Entrepreneur, programmer, avid student of life. I make useful things, and share what I learn.

After 15 years of practice...

Since 14, I was determined to be a great singer. But my pitch was bad, my tone was bad, and everyone said I was just not a singer.

At 17, I started taking voice lessons, and practicing two hours every night. I'd go into a soundproof room for two hours of long-tones, scales, arpeggios, and practicing specific song phrases over and over.

At 18, I started touring, doing two to four shows a week, always as the lead singer. Often they were outdoor shows, sometimes with no PA system at all, so I really had to learn how to project to be heard.

At 19, I was still practicing two hours a night, but still having a problem with pitch. People kept telling me I was just not a singer - that I should give it up, and find a real singer.

Then I heard Warren Senders giving a demonstration of Indian vocal music, and his pitch was so perfect, I went rushing up to him afterwards to ask how he did it.

I said, “How are you able to hit the notes so perfectly dead-on? Are you just natually good at this?”

He said, “No! When I first started singing, not only was I not within an inch of the note - I wasn't within a football field of the note! I was horrible!”

“So how did you do it?”

He jabbed a finger in my chest, and looked me in the eye. “Practice. Thousands of hours of practice, and eventually I got it. I can show you how.”

For the next year, I'd take a bus out to his place every Wednesday night as he'd teach me some esoteric ways of thinking about singing. (I mentioned them in a previous article, here.)

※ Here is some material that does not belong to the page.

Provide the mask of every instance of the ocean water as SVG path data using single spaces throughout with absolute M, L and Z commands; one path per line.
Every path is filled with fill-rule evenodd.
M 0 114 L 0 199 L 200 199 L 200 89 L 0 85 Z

I continued touring for years, always as the lead singer. Still taking voice lessons with different teachers in different cities. Still practicing tone, scales and trouble spots for an hour every night.

At 25, I recorded my first album. When I gave it to someone who was a real mentor to me, he gave it a focused listen, then said, “Derek, you're just not a singer. You really need to stop trying. Admit you're a songwriter, and find a real singer.”

But I bounced away from that meeting unfazed. I knew I just had more work to do.

I toured for three more years after that, always pushing, always practicing, always determined to be a great singer.

At 28, I started noticing that my voice was getting good! I recorded a few new songs, and for the first time, I really really liked the vocals!

At 29, I had done it. After 15 years of practice, and about 1000 live shows, I was finally a very good singer, at least by my own standards. (You can judge for yourself at sivers.org/music. Old stuff at the bottom. New stuff at the top.)

Someone who heard me for the first time then said, “Singing is a gift you're either born with or you're not. You're lucky. You were born with it!”


I had to remember this story now because I'm spending most of my time doing things I'm not good at. It's overwhelming, sometimes.

I'm really trying to be a great computer programmer, and so in awe of the people who seem to do it naturally. I'm just such a beginner.

It may take me another 15 years, but I'm determined.